Speaking ahead of World Aids Day on Wednesday, Nzimande said young people should ensure they were well informed about the pandemic and avoid exposing themselves to the risks of contracting the virus.
“I particularly want to call upon those who are about to start at institutions of higher learning, who will for the first time in their lives be independent and away from direct parental supervision, to get information and knowledge so that they may behave in a way that does not expose them to the risk of contracting HIV.”
World Aids Day serves as an important reminder to all South Africans that HIV/Aids has not gone away.

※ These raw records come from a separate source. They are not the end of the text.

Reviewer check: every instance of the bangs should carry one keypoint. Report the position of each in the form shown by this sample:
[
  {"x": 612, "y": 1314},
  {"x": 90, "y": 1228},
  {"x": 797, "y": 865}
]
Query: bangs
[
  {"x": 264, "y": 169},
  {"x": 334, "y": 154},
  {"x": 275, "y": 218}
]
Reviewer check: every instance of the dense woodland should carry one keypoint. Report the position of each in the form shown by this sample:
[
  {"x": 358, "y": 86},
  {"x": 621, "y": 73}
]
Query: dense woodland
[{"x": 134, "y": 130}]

There is still a vital need to increase awareness, strengthen support and improve education.
The Department of Higher Education and Training has made a commitment to incorporate the fight against the HIV/Aids pandemic in all its skills development initiatives at colleges and universities.

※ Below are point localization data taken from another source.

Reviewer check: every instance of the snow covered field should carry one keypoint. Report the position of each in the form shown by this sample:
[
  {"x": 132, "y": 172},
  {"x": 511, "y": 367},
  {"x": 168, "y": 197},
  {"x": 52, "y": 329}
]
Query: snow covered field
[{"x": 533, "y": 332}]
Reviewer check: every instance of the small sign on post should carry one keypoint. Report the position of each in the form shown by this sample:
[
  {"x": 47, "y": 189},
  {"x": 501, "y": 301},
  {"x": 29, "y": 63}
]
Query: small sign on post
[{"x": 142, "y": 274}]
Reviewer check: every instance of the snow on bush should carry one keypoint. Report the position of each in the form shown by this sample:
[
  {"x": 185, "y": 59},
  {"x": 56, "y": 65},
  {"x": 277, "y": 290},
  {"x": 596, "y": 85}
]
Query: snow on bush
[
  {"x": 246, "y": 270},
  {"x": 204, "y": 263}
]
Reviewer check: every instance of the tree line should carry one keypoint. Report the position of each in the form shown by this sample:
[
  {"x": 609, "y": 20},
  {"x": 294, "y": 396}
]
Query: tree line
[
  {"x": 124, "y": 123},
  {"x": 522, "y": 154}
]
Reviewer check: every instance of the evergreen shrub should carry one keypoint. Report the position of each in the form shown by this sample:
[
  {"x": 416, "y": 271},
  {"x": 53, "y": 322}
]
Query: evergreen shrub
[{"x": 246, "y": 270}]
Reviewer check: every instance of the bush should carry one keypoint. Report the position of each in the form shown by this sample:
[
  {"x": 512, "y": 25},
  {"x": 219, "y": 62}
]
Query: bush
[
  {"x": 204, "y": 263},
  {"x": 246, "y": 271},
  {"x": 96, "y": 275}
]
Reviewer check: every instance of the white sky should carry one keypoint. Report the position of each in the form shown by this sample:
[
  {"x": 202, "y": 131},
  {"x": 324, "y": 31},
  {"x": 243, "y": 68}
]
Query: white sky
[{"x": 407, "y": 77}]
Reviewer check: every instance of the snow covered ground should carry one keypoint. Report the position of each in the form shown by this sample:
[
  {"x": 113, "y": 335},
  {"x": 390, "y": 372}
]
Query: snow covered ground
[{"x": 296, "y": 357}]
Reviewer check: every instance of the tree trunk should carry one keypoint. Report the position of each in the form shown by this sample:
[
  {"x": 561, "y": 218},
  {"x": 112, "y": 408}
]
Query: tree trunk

A study released by the Higher Education and HIV/Aids Programme (HEAIDS) last year revealed that, among students who reported having had sex, HIV prevalence was about 4 percent.
The study was conducted two years ago using a sample of 17 000 students, 1 880 academic staff and 4 433 administrative and services staff.
“We have incorporated the fight against this pandemic simply because as a country, we cannot afford to train our youth and young adults for the grave,” Nzimande said.
“We need them for the workplace and effective participation in our society’s social and economic activities.”
Nzimande appealed to youngsters to delay involvement in sexual relationships. “However, those who choose to be sexually active should always use a condom, be faithful to their partner, and at all costs avoid multiple and concurrent sexual partners.”